We all tend to develop habits in the way we use our hands on our pupils. We often tend to do something, often the same thing, with every pupil. It may be a good thing. The question is: do you do it consciously and purposely? Is it the best thing to do for your pupil?

I took the next step, saying to the participants: whatever your habitual way of using your hands, I ask you to inhibit it, in order to allow for something new to happen, a new experience of touch. The next time you put your hands on your partner I want you to have the intention of merging your hands with the pupil’s body, as if your hands become part of your pupil’s bodily tissues. The border between skins disappears, there is no separation, it is one thing. Inside your pupil there is movement, a movement determined by the myofascial system in constant search for balance. Do you want to feel this movement? Well, you need to allow your hands to move in accordance with it. It is a very subtle movement. You need to be very gentle. Your contact has to be firm and delicate. The inner movement of your pupil can take any direction, unpredictable directions. You need to free your hands and allow them to go anywhere with that movement. It may not be what you consider lengthening and widening, but please, inhibit your reaction and go with it. Your pupil is going to show you something that you would not see in any other way. Are you available for this new perception?

In the next experiment, again performed in pairs, each pupil lay semi-supine on the table. Each teacher, standing at the head of the table, placed their hands underneath the pupil’s neck, merging them with the pupil’s body and following the inner movement.
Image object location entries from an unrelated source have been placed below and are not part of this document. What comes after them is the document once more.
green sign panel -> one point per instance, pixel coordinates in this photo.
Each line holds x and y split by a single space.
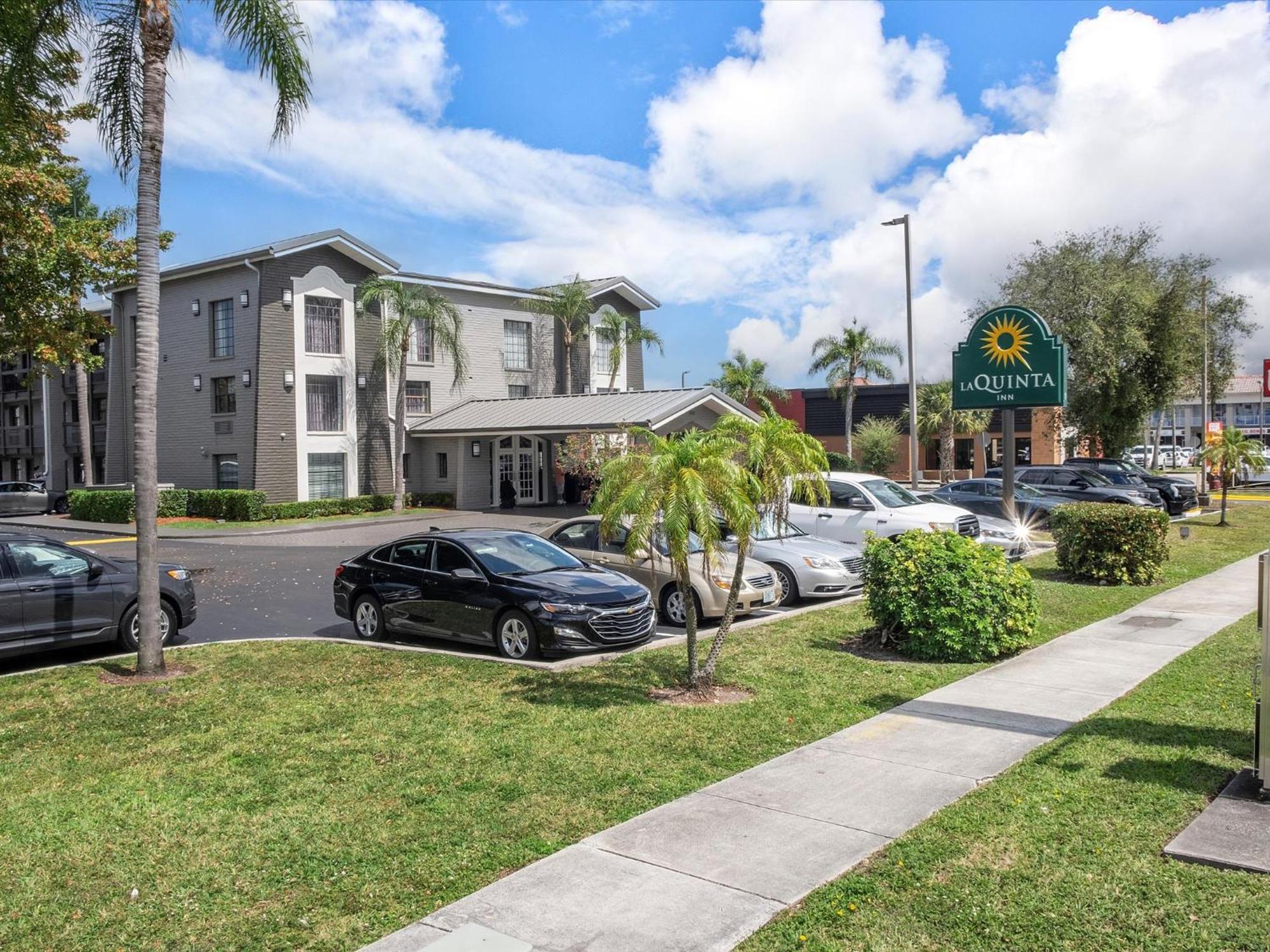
1010 359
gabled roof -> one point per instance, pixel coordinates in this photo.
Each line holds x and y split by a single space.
581 412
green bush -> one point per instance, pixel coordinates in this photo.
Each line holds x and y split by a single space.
943 597
1111 543
229 505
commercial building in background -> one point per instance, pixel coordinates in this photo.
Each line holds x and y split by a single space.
821 413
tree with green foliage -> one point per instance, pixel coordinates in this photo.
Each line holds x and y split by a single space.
853 356
1229 456
407 314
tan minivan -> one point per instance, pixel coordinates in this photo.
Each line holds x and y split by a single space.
581 536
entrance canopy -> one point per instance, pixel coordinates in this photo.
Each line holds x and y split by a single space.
660 411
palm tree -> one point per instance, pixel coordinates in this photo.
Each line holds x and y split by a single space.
746 383
129 86
1227 456
623 333
406 313
854 355
671 489
937 418
571 307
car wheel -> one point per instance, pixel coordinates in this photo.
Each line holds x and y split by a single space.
788 583
672 607
130 626
516 638
369 619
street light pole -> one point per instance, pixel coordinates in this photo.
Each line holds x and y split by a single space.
912 373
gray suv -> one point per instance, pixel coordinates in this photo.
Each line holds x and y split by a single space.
54 596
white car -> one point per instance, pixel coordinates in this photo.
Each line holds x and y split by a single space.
862 503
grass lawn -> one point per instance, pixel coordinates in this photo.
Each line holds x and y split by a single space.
1062 852
321 795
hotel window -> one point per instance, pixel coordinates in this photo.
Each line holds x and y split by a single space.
326 475
418 397
223 328
324 402
516 346
224 402
424 342
322 324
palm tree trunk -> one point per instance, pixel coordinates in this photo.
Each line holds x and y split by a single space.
399 465
82 404
157 36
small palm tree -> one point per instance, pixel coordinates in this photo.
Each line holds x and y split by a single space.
404 313
571 307
854 355
623 332
1229 455
746 383
671 489
938 420
129 84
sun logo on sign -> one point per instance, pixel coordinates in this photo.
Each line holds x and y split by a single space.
1006 342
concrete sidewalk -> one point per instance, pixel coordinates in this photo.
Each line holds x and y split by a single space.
708 870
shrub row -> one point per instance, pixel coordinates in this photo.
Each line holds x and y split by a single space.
1109 543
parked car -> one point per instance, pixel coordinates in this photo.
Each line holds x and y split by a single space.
1078 486
711 586
860 503
30 498
54 596
515 591
986 498
1178 493
806 567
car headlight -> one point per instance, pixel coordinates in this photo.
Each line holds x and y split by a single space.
822 563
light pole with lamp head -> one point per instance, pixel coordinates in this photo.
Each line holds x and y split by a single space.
912 374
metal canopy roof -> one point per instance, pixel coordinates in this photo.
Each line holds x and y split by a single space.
581 412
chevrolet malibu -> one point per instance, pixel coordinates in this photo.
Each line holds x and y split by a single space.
515 591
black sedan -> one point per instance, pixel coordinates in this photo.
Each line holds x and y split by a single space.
520 592
987 498
53 596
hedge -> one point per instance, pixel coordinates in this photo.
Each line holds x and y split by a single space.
943 597
1111 543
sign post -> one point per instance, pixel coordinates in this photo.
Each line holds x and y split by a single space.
1009 360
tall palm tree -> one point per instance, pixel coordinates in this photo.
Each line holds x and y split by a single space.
404 313
571 307
670 489
129 84
746 381
938 420
854 355
1227 456
623 332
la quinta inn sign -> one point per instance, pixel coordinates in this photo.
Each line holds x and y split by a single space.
1010 359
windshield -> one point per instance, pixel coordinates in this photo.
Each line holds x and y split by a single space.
891 494
521 554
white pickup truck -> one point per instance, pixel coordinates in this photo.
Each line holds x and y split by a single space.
862 502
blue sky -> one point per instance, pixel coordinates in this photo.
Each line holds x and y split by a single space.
770 258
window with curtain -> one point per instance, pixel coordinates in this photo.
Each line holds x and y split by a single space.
516 346
324 397
418 397
223 328
323 318
327 477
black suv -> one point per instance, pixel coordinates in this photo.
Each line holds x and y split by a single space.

Then they moved their hands to the sides of the shoulders, with the same intention. Next they took one arm, supported it, merged with it, allowing it to move and going with it. Each pair then swapped around. Once you have established this kind of contact, the inner movement of your pupil can take the form of a real, outer movement of the body or part of it. You are called upon to give enough support to make the movement possible, which can go from a light touch to the full support of a limb. Follow the movement until it stops, direct yourself and wait for signs of release with expansion. Then move your hands away.
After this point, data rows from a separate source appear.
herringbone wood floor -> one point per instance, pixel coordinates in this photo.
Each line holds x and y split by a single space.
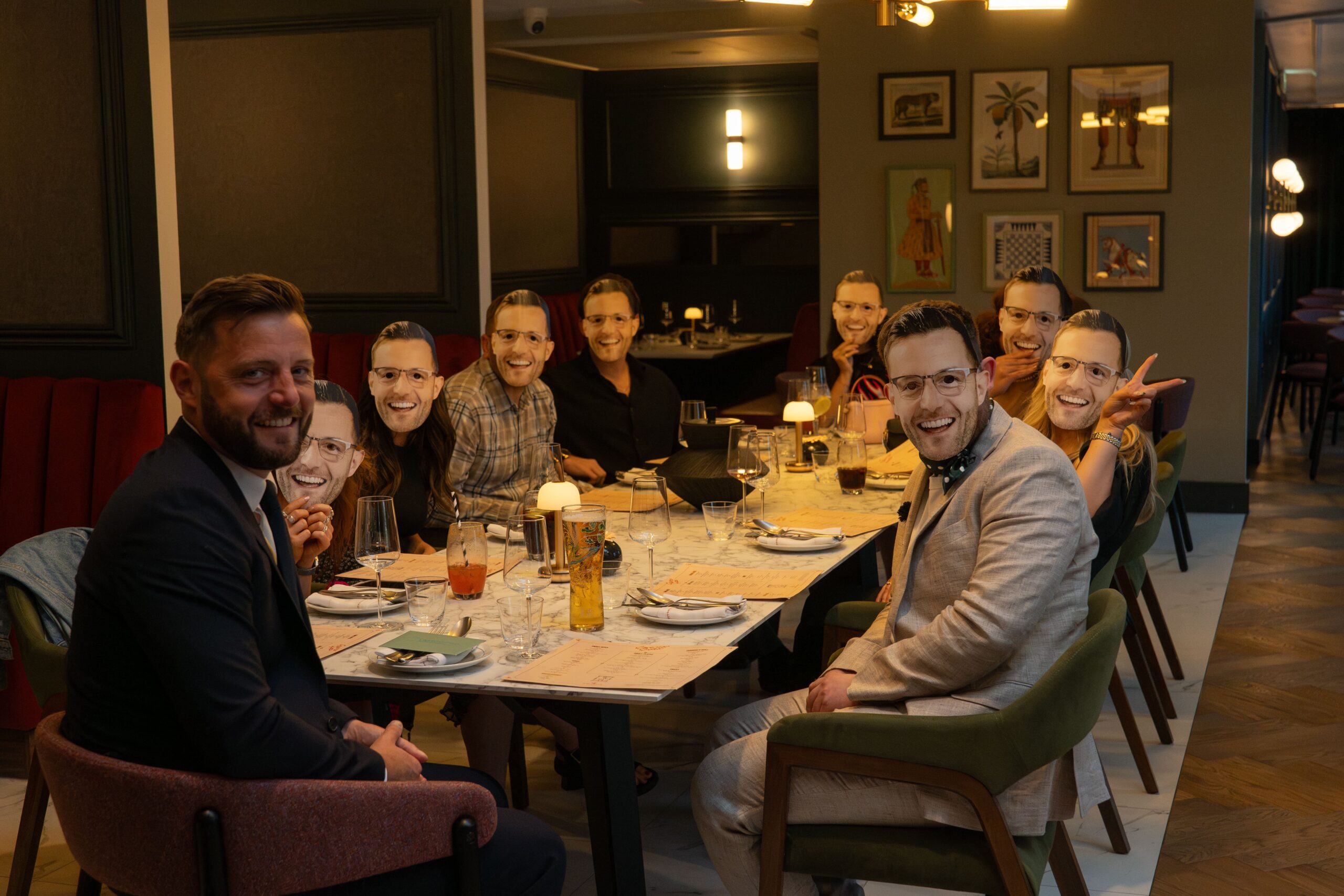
1260 808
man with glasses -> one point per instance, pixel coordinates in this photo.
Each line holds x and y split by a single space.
613 407
978 614
500 410
1035 301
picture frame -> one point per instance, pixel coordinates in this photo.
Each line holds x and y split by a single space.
1124 251
921 242
1010 135
917 105
1016 239
1120 128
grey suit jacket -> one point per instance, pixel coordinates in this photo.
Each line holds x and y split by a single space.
990 587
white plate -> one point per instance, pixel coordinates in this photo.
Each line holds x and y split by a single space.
478 655
356 612
800 547
690 623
We went back to chair work. I asked the participants to go through the activities we had listed at the beginning again, one after the other, but this time they would all be preceded by the intention of merging their hands with the pupil and allowing them to move in accordance with the pupil’s inner movement. So: go back to oneself, listen, observe, etc. After the practical experience, the questions were: do these activities have the same meaning as before? What change have you noticed? The feedback was generally positive. Most of the people present seemed to be more conscious of the possibility of feeling through their hands, and how this fits into their use of the hands in teaching, sometimes discovering that poor use of the hands is what prevents the feeling.
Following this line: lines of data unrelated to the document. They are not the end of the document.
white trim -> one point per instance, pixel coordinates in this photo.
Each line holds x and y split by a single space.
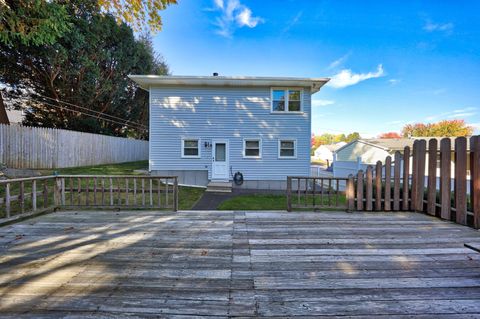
285 90
259 147
294 140
198 145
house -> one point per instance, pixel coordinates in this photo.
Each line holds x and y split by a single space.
358 154
325 152
208 128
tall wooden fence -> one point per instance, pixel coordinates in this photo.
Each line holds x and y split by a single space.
46 148
393 188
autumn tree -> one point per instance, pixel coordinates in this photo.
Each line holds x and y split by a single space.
390 135
443 128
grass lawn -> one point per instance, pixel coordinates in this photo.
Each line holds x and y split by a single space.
272 202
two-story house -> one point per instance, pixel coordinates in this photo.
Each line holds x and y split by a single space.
254 131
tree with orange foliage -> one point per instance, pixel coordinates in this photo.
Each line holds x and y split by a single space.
452 128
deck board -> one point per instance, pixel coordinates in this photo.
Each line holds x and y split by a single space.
104 264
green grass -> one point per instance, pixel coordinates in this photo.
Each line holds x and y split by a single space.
274 202
107 169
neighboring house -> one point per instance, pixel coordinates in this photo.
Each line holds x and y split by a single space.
357 155
207 128
325 152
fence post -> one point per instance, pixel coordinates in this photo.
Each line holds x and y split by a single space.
432 177
420 179
445 178
57 191
406 178
350 194
378 186
175 194
388 186
360 190
475 179
289 193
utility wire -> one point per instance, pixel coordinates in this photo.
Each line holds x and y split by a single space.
91 115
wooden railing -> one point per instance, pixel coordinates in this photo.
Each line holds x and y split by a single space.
316 192
394 188
25 196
This is not a new way of using your hands on a pupil. It is an approach that incorporates the wish for feeling through the hands. It helps to inhibit any attempt to do something in the first place and brings you back repeatedly to your inhibition and direction process, which is what we try to teach all the time. The feeling approach reduces the development of habits in the use of our hands. The more we feel, the less we need to do. A “feeling touch” makes your hands-on work more accurate and helps your pupil to inhibit and direct more appropriately. Let me repeat that this approach would be of no value for Alexander teaching purposes if the use of our hands was not supported by a general conscious directed use of our entire self, which represents the basis of our work.